Explanations for the delayed presentation among women in Ghana have been traced to the cost of, and access to, routine screening mammography. Furthermore, women with breast cancer in Ghana describe a feeling of hopelessness and helplessness, largely due to their belief in fatalism, which contributes to denial as a means of coping. Mayo et al. (2003) concludes, however, that lack of awareness may be a more critical variable than fatalism in explaining health care decisions among women in Ghana.

==== Breast Cancer Initiatives in Ghana ====
Over the past decade, international delegations, governmental and nongovernmental organizations have started responding to the growing problem of breast cancer in Ghana.

===== The Breast Health Global Initiative, and Susan G. Komen for the Cure =====
The Breast Health Global Initiative, and Susan G. Komen for the Cure are helping to increase early detection and reduce the breast cancer mortality rate in the country. Through public education, awareness, training, and particularly promotion of early detection practices, international aid groups have helped in improving the situation in Ghana.

===== Rebecca Foundation, Ghana Health Service and Roche Ghana =====
In October 2022, the Rebecca Foundation, in partnership with Roche Ghana and Ghana Health Service, initiated an initiative to train more than 90 primary healthcare workers in the Eastern, Savannah, and Ashanti Regions to enhance early detection and treatment.

===== The Ghana Health Service and JHPIEGO, BEAT Breast Cancer Project =====
The BEAT Breast Cancer Project is a three-year initiative initiated by the Ghana Health Service (GHS) and JHPIEGO with the support of the Pfizer Foundation. The project is designed to enhance the early detection and treatment of breast cancer in Ghana and to be followed with a national awareness campaign.

The initiative will be implemented across 240 healthcare facilities in the Northern, Ashanti, and Greater Accra Regions. It comes after a pilot program in Bekwai that included breast and cervical cancer screenings and ran from June 2022 to July 2024.
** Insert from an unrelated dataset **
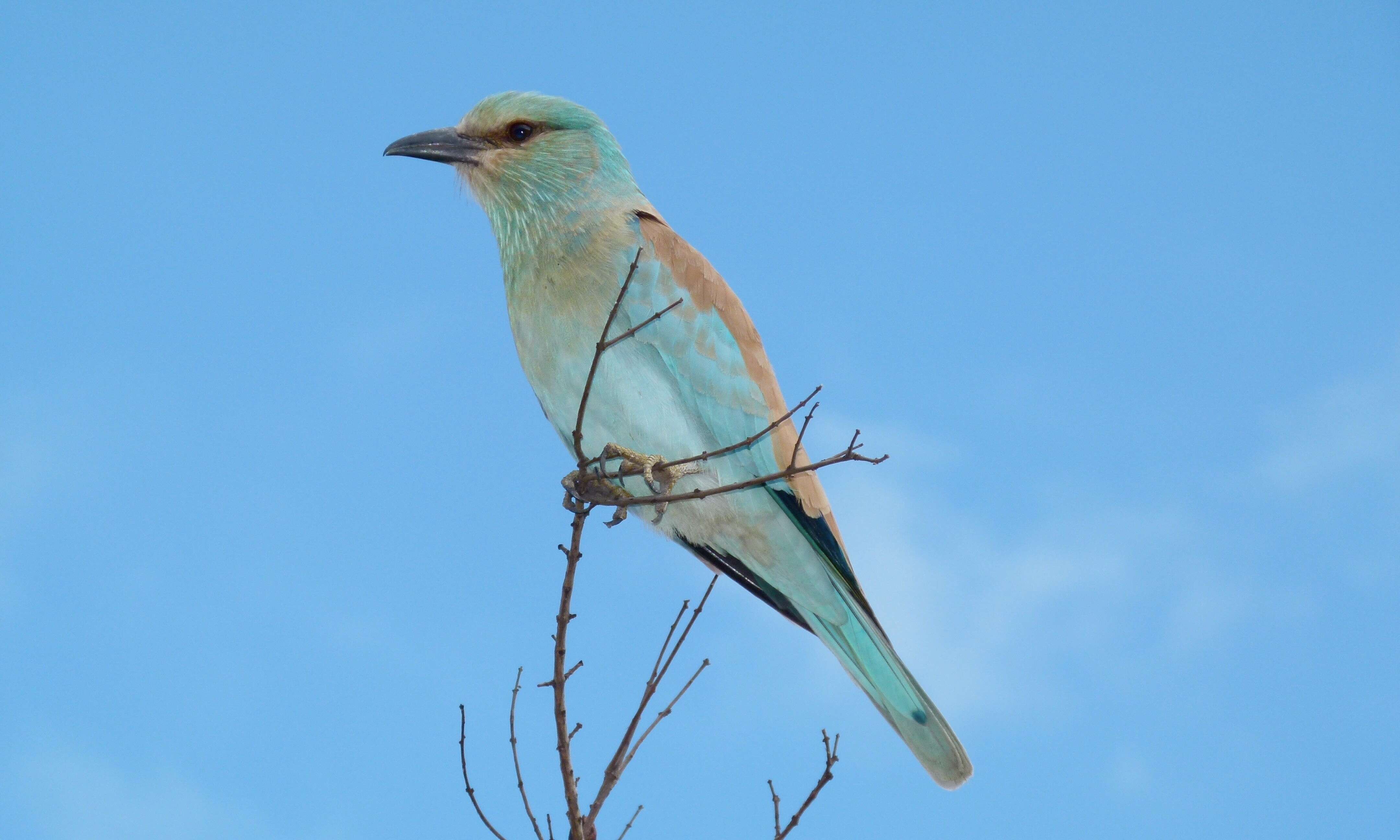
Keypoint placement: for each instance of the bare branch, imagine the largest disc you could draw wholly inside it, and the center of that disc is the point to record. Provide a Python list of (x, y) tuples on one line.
[(845, 456), (461, 747), (614, 772), (654, 318), (562, 736), (516, 756), (628, 828), (598, 355), (829, 745), (742, 444), (777, 820), (664, 713), (797, 444)]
The Acting Director-General of Ghana Health Service(GHS), Prof. Samuel Kaba Akoriyea, at the launch on Wednesday March 5, 2025, pledged full institutional support for the initiative. He declared his intention to mandate that all GHS facilities and Regional Directors observe World Breast Cancer Day. Additionally, he assigned the Health Promotion Division the responsibility of collaborating with JHPIEGO and the media to enhance public awareness. This initiative expands on previous efforts to improve breast cancer treatment in Ghana.

=== Liver cancer ===
Liver Cancer is the leading cause of cancer related deaths in the Volta Region of Ghana.

=== Prostate cancer ===
In 2020, Korlebu recorded over 1000 cases of prostate cancer. Most prostate cancer cases are often reported to the hospital at advanced stages due to reliance on herbal treatment.